Instead of sailing its first cruise open to the public on December 12, 2010, Allure of the Seas' first revenue voyage will be a seven-night Western Caribbean itinerary, departing on December 5, 2010. Passengers booked on the non-maiden December 12 cruise will be able to move their cruise up to December 5, where they'll be accommodated in the same cabin category and be charged the lower of the two fares. Royal Caribbean is also offering $100 per person -- to members of the Crown & Anchor Society, who are already booked on the December 12 sailing -- to cover some of the costs of their flight changes. Passengers on the December 12 cruise will have until the end of February to switch.
Some Cruise Critic members on the message boards are grumbling about what seems to have become an accepted Royal Caribbean Cruises, Ltd. business practice.

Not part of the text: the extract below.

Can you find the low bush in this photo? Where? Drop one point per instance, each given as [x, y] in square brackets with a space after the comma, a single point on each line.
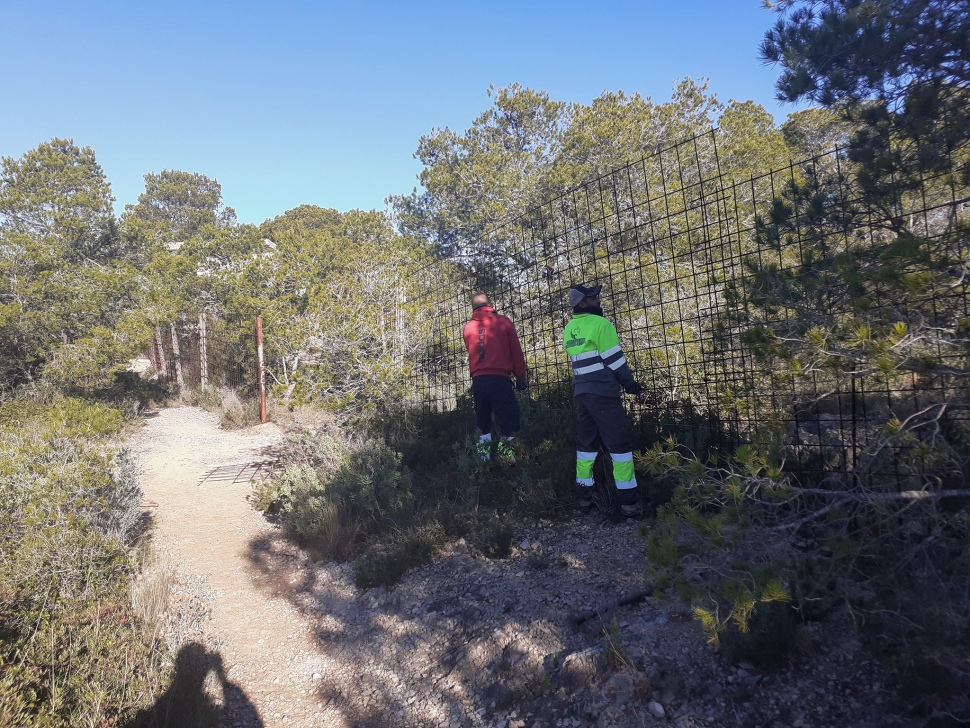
[387, 563]
[68, 533]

Silentbob007 writes, "It doesn't make sense to book inaugurals anymore with Royal … until you are sure it WILL be the inaugural ... especially if you have to fly to port." Steponboard adds, "I hope they do something really nice for people who can't change their travel date and are disappointed about missing an inaugural cruise."
Still, others see Royal Caribbean's decision to move up the date as a simple question of dollars and "sense." Waterbug123 writes, "If the ship is ready, the cruise line isn't going to let it sit there idle for a week when it could be sailing and earning money. I'm sure the shareholders appreciate that."
Our advice? If sailing on a new ship's inaugural voyage, which often features commemorative events and freebies, is important to you, you may want to wait to book -- just in case the dates change. The closest in the lines have made such a change is six months out.